HIPS Payment Group Ltd., a provider of innovative and cost-effective e-commerce and mobile payment solutions, and Vourity, a Swedish SaaS platform for unattended Sales and Payments with one of the leading payment solutions for Electric Vehicle (EV) charging stations in Europe, today announced their partnership, enabling crypto payment for 50,000 EV charging stations across the European Union (EU).

"Allowing the use of crypto payments will make charging convenient for all EV drivers, which will accelerate the move to an all-electric vehicle future"

“We are really pleased to announce this partnership as we believe it is forward-thinking on many fronts; allowing the use of crypto payments will make charging convenient for all EV drivers, which will accelerate the move to an all-electric vehicle future,” says John Cavebring, CEO of Hips.

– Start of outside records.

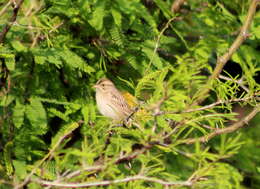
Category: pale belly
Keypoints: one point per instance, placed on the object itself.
(106, 109)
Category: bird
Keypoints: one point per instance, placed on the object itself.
(110, 101)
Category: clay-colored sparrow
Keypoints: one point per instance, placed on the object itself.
(111, 103)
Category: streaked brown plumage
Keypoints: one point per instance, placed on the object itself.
(110, 101)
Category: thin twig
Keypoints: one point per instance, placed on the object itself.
(229, 129)
(157, 43)
(111, 182)
(50, 153)
(221, 62)
(239, 82)
(11, 21)
(220, 102)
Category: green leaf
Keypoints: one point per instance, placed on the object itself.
(36, 114)
(18, 114)
(98, 15)
(20, 169)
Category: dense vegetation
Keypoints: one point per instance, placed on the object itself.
(192, 65)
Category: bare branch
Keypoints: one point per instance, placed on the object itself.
(239, 82)
(47, 156)
(12, 21)
(111, 182)
(229, 129)
(221, 62)
(220, 102)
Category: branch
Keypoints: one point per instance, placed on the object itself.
(243, 35)
(176, 5)
(110, 182)
(12, 21)
(229, 129)
(239, 82)
(220, 102)
(50, 153)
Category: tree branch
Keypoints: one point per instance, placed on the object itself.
(243, 35)
(221, 102)
(229, 129)
(11, 21)
(110, 182)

Currently, the Vourity platform enables EV drivers to pay for charging by using regular open payment methods such as credit cards (e.g., Visa and Mastercard), Apple Pay, Google Pay, Swish, and Bluecode. The partnership with Hips will expand customer payment processing options, promoting the use of crypto currency as a viable and accessible option.

Crypto payments will be fully integrated in the Vourity platform and can connect directly to the blockchain via Hips Merchant Protocol's (HMP) native protocol token Merchant Token (MTO) starting November 2021. The roll out to 50,000 EV charging stations across the EU will be over 3 years.

“At Vourity, we are all about innovation and that starts with listening to EV drivers to understand and address their evolving needs. We want to make it easy for drivers to charge their car and offering an open platform that allows for crypto payments is the most logical choice for our next generation world,” said Hans Nottehed, CEO of Vourity.